Python library that simulates the combined impact of recurring events.
Project description
Pylan is a Python library that simulates the impact of scheduled events. You can install the Python library using PyPi with the following command:
pip install pylan-lib
This code snippet shows some basic functionality when doing simulations.
from pylan import Item, Subtract, Add, Multiply
savings = Item(start_value=100)
salary_payments = Add("1m", 2500, offset="24d") # Salary paid every month at the 24th
salary_increase = Multiply("1y", 1.2) # Salary grows each year 20%
mortgage = Subtract("0 0 2 * *", 1500) # cron support
salary_payments.add_projection(salary_increase) # Add increase to salary projection
savings.add_projections([salary_payments, mortgage])
result = savings.run("2024-1-1", "2028-1-1")
x, y = result.plot_axes()
plt.plot(x, y)
plt.show()
There are 2 important classes in this library: Item and Projection. A projection is an abstract base class, with multiple implementations. These implementations resemble a time based projection (e.g. add 10 every month, yearly inflation, etc). The Item is something that projections can be added to, like a savings account.
Class: Granularity
Refers to the minimum step size needed for iterations given a set of projections. Can be tweaked for Item.run(). Note that the default value here is the minimum granularity of the added projections. Supports: hour, day, week, month, year
>>> from pylan import Granularity
>>> savings.run("2024-1-1", "2028-1-1", Granularity.day)
>>> savings.run("2024-1-1", "2028-1-1", Granularity.month)
Class: Item
An item that you can apply projections to and simulate over time. Optionally, you can set a start value.
>>> savings = Item(start_value=100)
Item.add_projection(self, projection: Projection) -> None:
Add a projection object to this item.
>>> test = Add(["2024-1-4", "2024-2-1"], 1)
>>> savings = Item(start_value=100)
>>> savings.add_projection(test)
Item.add_projections(self, projections: list[Projection]) -> None:
Adds a list of projections object to this item.
>>> gains = Multiply("4m", 1)
>>> adds = Multiply("2d", 1)
>>> savings = Item(start_value=100)
>>> savings.add_projections([gains, adds])
Item.run(
Runs the provided projections between the start and end date. Creates a result object with all the iterations per day/month/etc.
>>> savings = Item(start_value=100)
>>> savings.add_projections([gains, adds])
>>> savings.run("2024-1-1", "2025-1-1")
Item.until(
Runs the provided projections until a stop value is reached. Returns the timedelta needed to reach the stop value.
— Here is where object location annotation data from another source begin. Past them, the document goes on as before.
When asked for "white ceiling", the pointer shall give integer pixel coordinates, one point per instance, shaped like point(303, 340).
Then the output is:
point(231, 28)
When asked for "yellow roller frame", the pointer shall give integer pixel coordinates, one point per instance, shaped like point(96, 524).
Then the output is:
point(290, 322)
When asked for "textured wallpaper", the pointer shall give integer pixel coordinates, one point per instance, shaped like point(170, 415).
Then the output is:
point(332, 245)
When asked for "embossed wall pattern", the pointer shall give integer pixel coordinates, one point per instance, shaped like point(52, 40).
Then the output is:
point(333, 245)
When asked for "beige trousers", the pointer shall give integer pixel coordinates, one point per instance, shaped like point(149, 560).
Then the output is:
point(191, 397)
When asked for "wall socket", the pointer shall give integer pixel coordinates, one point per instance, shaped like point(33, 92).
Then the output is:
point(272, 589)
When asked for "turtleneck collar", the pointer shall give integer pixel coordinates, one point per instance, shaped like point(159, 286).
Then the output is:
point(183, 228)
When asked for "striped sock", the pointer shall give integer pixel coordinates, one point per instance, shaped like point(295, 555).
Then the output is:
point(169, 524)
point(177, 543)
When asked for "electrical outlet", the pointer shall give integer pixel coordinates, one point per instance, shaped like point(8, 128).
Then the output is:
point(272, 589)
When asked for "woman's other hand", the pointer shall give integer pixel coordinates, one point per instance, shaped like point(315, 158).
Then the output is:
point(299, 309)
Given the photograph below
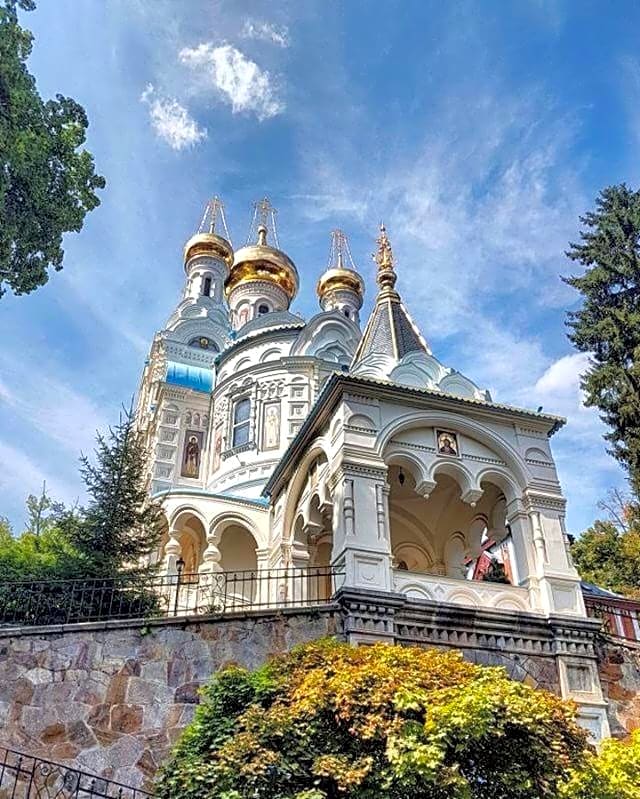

NOTE: Don't use offset with a start date here.
>>> savings = Item(start_value=100)
>>> savings.add_projections([gains, adds])
>>> savings.until(200) # returns timedelta
Item.iterate(
Creates Iterator object for the item. Can be used in a for loop. Returns a tuple of datetime and item object.
>>> for date, saved in savings.iterate("2024-1-1", "2025-2-2", Granularity.day):
>>> print(date, saved.value)
Class: Result
Outputted by an item run. Result of a simulation between start and end date. Has the schedule and values as attributes (which are both lists).
>>> result = savings.run("2024-1-1", "2024-3-1")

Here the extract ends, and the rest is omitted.